「それで、せっかくの夏休みを満喫中に急遽呼び出されたってわけね」

 クーラーのよく効いた図書館で、綺原さんが積み上げられた本を開く。
 日南先生と別れたあと、会えないか連絡を入れた。彼女のアパートから自転車で十分たらずの場所にある市立図書館を指定して。
 二十分もしないうちに駆けつけてくれたことから、すぐ支度をして出て来てくれたのだと分かった。

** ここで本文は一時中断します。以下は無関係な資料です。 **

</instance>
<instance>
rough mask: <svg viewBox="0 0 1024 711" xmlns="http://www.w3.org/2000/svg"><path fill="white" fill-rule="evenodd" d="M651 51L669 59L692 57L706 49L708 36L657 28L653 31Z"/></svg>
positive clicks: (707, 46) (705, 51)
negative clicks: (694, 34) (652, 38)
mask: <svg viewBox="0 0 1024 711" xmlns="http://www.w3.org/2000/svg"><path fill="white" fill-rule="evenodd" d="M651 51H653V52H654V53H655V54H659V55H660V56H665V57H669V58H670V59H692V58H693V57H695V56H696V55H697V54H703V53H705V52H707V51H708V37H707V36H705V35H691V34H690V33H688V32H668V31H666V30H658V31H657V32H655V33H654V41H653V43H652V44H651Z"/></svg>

 チラリと視線が絡み合う。ぎこちなく逸らしてしまった。
 なんでもないような態度でいるけど、綺原さんとキスをしたのだ。少しも意識していないと言ったら嘘になる。
 わざとらしく咳払いが響いて、綺原さんの目が訴えかけてくる。早く話せと。

「夢の世界が崩壊してから、ほとんど夢は見てなかったんだ。日南先生の怪我といい……何か意味がある気がして」

 何も言わないで、綺原さんは上から三番目の本を引き出す。
 僕の前に差し出したのは、『シンクロニシティ』というタイトルの本。他のものと比べて、まだ真新しい色をしている。

「共有夢って、知ってるかしら」
「聞いたことはある。二人の人間が同じ夢を見るってやつだよね? 前に見ていた夢は、それに近いのかなって勝手に思ってた」

 現在、夢には二種類の仮定があると言われている。
 脳が夢を作り出し、脳内で繰り広げられている神経作用に過ぎないこと。
 もう一つは、夢という別の空間があり、それらを知覚している可能性がある説だ。
 科学的根拠は証明されていないが、二人が同じ夢を見ていた事例は何件も出ているらしい。

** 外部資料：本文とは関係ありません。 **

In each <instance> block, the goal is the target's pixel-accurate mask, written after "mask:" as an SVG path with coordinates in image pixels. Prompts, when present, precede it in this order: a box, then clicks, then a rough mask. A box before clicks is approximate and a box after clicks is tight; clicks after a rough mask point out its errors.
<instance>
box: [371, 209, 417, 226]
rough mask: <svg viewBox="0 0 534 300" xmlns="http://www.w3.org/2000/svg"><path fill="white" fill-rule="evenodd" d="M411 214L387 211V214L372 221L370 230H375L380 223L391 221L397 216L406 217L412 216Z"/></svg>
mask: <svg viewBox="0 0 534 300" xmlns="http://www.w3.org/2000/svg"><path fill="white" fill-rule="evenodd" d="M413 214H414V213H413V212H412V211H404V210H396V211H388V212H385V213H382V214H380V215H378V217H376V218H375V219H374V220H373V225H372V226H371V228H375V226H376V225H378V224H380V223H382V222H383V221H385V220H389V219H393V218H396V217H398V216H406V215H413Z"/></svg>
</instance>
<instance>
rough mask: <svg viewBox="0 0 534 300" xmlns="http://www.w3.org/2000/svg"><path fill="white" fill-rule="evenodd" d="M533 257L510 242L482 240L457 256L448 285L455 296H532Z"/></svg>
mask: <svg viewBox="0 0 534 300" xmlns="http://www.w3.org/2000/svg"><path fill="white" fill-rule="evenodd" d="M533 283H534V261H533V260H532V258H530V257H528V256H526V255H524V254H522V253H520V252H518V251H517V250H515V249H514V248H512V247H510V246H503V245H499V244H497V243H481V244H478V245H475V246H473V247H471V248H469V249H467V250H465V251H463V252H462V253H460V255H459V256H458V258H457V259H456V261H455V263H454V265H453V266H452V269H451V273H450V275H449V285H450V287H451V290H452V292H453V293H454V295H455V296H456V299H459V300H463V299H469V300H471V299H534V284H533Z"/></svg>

「たしかに、前の梵くんの夢はそうだったのかもしれない。でも今回、菫先生は否定しているんでしょう?」

 変な夢を見なかったかと聞いた時、日南先生は首を振った。
 微かに唇の端を上げて、儚んでいるような、何かを隠しているような表情に読みとれた。
 綺原さんが見ている未来を映し出す夢になってしまわないかと、不安もある。